Judeh was quoted by Jodan's official Petra News Agency on Monday describing the escalation in violence by President Bashar Assad's regime as "disturbing."
But Judeh noted that Syria's unity, security and stability is a "red line" for Jordan, and stressed that Amman does not interfere in Damascus' internal affairs.
Arab nations have joined a growing chorus of international condemnation over the crackdown by Syrian forces looking to quash a five-month old uprising.
However, It was the sharpest criticism Saudi Arabia has directed against any Arab state since a wave of protests roiled the Middle East and toppled autocrats in Tunisia and Egypt.
The Saudi statement came with all the weight of the King’s personal authority, and follows similar statements since Saturday from the Arab League and the Gulf Cooperation Council (GCC).
“What is happening in Syria is not acceptable for Saudi Arabia,” he said in a written statement read out on Al-Arabiya satellite television.
Events in Syria had “nothing to do with religion, or values, or ethics”, the king said.
A crackdown by Syria’s President Bashar Assad against protests has become one of the most violent episodes in the wave of unrest sweeping through the Arab world this year.
“Syria should think wisely before it’s too late and issue and enact reforms that are not merely promises but actual reforms,” the Saudi king said. “Either it chooses wisdom on its own or it will be pulled down into the depths of turmoil and loss.”
Earlier Sunday, the Arab League, in a rare response to the escalating bloodshed in Syria, called on authorities there to stop acts of violence against civilians.

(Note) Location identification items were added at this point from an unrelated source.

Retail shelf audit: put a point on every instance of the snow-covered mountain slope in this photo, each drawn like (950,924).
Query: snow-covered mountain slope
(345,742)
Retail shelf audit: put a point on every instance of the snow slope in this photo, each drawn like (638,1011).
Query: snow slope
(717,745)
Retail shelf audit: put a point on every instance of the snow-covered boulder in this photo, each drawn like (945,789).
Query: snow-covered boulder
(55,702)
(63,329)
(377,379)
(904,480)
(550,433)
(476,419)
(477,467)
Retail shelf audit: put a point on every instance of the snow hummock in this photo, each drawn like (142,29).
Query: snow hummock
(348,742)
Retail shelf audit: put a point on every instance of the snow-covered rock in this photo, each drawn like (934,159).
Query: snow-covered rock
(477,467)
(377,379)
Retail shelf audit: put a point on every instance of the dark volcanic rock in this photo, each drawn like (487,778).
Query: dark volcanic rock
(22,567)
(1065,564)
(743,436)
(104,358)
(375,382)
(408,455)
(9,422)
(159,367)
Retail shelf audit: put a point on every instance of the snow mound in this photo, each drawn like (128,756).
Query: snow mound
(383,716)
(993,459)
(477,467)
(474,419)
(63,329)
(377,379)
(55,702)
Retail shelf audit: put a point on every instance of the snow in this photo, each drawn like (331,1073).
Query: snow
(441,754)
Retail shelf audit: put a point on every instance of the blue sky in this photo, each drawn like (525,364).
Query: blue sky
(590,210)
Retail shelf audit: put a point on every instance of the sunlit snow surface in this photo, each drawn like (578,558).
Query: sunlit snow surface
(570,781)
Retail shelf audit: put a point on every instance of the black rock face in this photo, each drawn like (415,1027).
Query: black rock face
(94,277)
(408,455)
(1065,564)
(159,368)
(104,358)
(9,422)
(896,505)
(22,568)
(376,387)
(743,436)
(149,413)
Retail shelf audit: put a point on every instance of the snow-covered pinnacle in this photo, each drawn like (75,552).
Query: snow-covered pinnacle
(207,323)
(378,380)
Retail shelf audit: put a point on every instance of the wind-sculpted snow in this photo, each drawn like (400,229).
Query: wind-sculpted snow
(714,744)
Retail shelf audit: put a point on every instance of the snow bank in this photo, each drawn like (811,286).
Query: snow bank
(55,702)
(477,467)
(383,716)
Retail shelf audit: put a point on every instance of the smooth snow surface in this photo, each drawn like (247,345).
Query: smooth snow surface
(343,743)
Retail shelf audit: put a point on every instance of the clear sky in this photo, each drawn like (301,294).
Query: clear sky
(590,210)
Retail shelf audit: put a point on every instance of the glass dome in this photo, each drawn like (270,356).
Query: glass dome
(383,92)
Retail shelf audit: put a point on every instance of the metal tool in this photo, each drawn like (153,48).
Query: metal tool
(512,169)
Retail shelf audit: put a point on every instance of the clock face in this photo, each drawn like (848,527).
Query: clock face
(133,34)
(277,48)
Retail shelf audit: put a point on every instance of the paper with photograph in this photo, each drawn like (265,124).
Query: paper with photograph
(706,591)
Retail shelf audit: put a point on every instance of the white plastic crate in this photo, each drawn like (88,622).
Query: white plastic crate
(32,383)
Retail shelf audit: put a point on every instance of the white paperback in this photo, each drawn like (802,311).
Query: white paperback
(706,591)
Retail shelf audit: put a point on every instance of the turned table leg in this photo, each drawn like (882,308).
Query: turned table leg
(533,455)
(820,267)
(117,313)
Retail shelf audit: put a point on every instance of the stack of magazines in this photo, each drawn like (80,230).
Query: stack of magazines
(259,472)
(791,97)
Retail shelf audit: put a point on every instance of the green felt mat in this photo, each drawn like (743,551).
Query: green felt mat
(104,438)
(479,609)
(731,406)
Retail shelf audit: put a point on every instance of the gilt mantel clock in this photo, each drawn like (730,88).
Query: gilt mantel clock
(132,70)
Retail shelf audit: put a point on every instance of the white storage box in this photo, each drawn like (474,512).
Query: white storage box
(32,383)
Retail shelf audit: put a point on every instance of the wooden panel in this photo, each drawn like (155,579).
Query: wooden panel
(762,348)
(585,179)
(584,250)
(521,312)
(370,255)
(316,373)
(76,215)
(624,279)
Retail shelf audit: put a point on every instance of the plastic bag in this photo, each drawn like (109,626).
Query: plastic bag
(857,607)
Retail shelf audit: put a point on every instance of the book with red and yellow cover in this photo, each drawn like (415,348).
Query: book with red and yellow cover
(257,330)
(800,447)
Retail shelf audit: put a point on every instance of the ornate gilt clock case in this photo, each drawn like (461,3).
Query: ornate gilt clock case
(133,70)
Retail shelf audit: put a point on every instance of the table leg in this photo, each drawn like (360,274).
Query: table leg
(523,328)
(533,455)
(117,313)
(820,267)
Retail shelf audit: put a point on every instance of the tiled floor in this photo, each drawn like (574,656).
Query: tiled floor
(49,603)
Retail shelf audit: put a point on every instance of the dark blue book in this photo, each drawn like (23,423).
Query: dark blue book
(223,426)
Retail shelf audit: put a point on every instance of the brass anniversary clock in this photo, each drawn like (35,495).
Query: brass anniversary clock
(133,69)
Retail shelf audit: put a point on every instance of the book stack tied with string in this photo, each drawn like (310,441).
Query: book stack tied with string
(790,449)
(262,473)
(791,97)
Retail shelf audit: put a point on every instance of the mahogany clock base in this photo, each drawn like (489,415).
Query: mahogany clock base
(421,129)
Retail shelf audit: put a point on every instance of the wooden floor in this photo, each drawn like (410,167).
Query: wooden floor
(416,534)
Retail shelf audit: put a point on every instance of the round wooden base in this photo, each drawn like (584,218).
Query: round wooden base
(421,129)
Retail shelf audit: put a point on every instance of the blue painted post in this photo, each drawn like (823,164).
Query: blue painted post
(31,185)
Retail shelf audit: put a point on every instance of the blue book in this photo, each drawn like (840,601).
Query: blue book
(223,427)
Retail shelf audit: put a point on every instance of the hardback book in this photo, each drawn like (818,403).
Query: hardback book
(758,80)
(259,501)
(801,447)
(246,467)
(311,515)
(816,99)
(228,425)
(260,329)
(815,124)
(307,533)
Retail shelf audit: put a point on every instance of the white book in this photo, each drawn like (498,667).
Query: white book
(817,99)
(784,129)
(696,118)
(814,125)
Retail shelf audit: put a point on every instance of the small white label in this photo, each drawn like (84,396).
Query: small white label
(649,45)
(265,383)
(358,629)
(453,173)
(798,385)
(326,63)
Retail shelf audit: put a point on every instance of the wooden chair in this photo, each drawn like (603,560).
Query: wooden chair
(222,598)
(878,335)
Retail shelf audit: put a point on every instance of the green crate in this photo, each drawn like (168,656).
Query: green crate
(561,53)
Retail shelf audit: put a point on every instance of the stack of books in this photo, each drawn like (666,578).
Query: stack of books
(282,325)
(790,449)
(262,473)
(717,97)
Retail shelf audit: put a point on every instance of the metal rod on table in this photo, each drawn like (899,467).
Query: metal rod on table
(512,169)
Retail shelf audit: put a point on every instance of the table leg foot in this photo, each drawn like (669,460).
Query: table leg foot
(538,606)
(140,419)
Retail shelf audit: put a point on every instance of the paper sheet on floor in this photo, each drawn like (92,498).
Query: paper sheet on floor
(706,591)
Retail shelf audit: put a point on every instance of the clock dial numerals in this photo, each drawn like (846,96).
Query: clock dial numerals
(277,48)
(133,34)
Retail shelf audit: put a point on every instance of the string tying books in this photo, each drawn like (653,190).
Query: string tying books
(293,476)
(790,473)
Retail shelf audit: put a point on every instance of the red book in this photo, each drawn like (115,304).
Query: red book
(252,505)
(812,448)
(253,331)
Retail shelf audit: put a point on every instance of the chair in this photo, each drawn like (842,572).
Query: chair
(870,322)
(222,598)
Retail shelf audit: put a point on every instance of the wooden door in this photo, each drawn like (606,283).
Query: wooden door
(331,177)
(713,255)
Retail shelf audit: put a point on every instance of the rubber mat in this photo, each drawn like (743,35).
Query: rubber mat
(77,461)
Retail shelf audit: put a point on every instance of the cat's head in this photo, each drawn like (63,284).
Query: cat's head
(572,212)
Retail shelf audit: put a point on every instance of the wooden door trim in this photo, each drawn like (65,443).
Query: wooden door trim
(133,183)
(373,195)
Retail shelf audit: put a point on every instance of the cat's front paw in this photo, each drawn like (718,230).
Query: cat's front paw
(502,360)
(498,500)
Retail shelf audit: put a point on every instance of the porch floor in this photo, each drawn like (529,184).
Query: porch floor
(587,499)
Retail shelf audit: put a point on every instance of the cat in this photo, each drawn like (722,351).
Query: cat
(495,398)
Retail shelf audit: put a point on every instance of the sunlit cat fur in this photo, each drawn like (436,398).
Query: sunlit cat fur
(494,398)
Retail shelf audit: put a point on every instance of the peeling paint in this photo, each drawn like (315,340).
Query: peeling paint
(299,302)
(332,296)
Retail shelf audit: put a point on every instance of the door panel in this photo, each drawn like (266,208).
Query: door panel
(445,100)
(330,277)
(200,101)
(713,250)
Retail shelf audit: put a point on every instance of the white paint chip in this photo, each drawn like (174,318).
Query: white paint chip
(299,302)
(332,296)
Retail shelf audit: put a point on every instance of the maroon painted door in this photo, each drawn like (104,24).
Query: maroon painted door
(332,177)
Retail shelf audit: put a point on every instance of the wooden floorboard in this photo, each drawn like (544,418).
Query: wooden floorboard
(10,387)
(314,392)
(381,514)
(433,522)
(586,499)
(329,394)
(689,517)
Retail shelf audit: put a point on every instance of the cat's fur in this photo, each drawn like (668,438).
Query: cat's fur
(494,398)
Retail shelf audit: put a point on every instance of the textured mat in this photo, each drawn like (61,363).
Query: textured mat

Although several Arab states have joined the West in opposing Libya’s Moammar Gadhafi, most of the region’s rulers have been cautious about criticizing other Arab leaders during the wave of protests this year.
The other regional heavyweight, Turkey, whose foreign minister is due in Damascus Tuesday, has been voicing its disapproval for months.
Saudi Arabia had maintained its silence regarding Syria despite deep antagonism over the contest for regional hegemony with Shiite Iran, one of Syria’s only allies and chief patron of Hezbollah.